Creio que a lógica do discurso analítico, na realidade, não nos permite adotar posição alguma que se inscreva na via nostálgica, por aquilo que era; não lhe está permitido, para dizê-lo com um pouco de ênfase, voltar sobre a marca de uma satisfação perdida. A nostalgia não nos serve para nada, nem a reivindicação. Esta, provavelmente ainda mais perigosa, já que poderia nos levar em direção ao discurso religioso, esse que falsamente rasga as roupas invocando a idéia de impulsionar a um forçamento inútil, que trataria de injetar o Nome- do- Pai, ali, onde sua eficácia já é inútil. Este forçamento faz bascular o discurso em direção às formas dessa identificação ao traço obsceno do Outro que costuma se declinar em direção ao fundamentalismo.

Sem dúvida, nos resta o sintoma, aquele que Lacan pensava que era irredutível. Enquanto existir sintoma haverá analistas dispostos a alojá-lo. Mas, até que ponto o sintoma continuará sendo flexível ao discurso analítico? Até que ponto nós nos sustentaremos como uma parte fundamental dos destinatários do sintoma? Esta é a questão que propriamente diz respeito à nossa existência e que não podemos cessar de interrogar; não é conveniente deixar de interrogar o próprio sintoma. Afinal de contas, a Psicanálise encarnada na cultura é, provavelmente, uma das formas de garantia de nossa existência neste mundo que habitamos, e que cada vez se torna mais desconhecido no que respeita às coordenadas por onde fizemos transitar o tratamento, durante o século XX.

Seguramente há mais coisas, mas, paro aqui. É necessário que tenhamos tempo para conversar. Muito obrigada!

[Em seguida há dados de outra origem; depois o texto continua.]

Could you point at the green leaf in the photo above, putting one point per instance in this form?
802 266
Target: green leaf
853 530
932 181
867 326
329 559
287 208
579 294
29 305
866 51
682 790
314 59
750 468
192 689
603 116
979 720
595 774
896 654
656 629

Buenos Aires, abril de 2011.

 


Traducción Ilka Franco Ferrari

NOTAS

  1. Jacques-Alain Miller. "Uma fantasia". Opção Lacaniana 42. É possível encontrar versão em cinco idiomas, em: http://www.congresoamp.com/es/template.php
  2. Stefan Zweig. "El Mundo de ayer. Memorias de un Europeo". Editorial Acantilado. Barcelona. Traducción de J. Fontcuberta y A. Orzeszek.
  3. Stefan Zweig. Obra citada, p. 379.
  4. Sigmund Freud. "Uma Dificuldade no Caminho da Psicanálise". Obras completas, v. XVII, 1917.
  5. Sigmund Freud. Obras completas. "As resistências à Psicanálise". Obras completas, v. XVII, 925.
  6. Jacques-Alain Miller y otros. "Los inclasificables de la Clínica Analítica". Ed. Paidos. Bs. As.
  7. Jacques-Alain Miller y otros. "La Psicosis Ordinaria. La convención de Antibes". Ed. Paidos, Bs. As., 2003.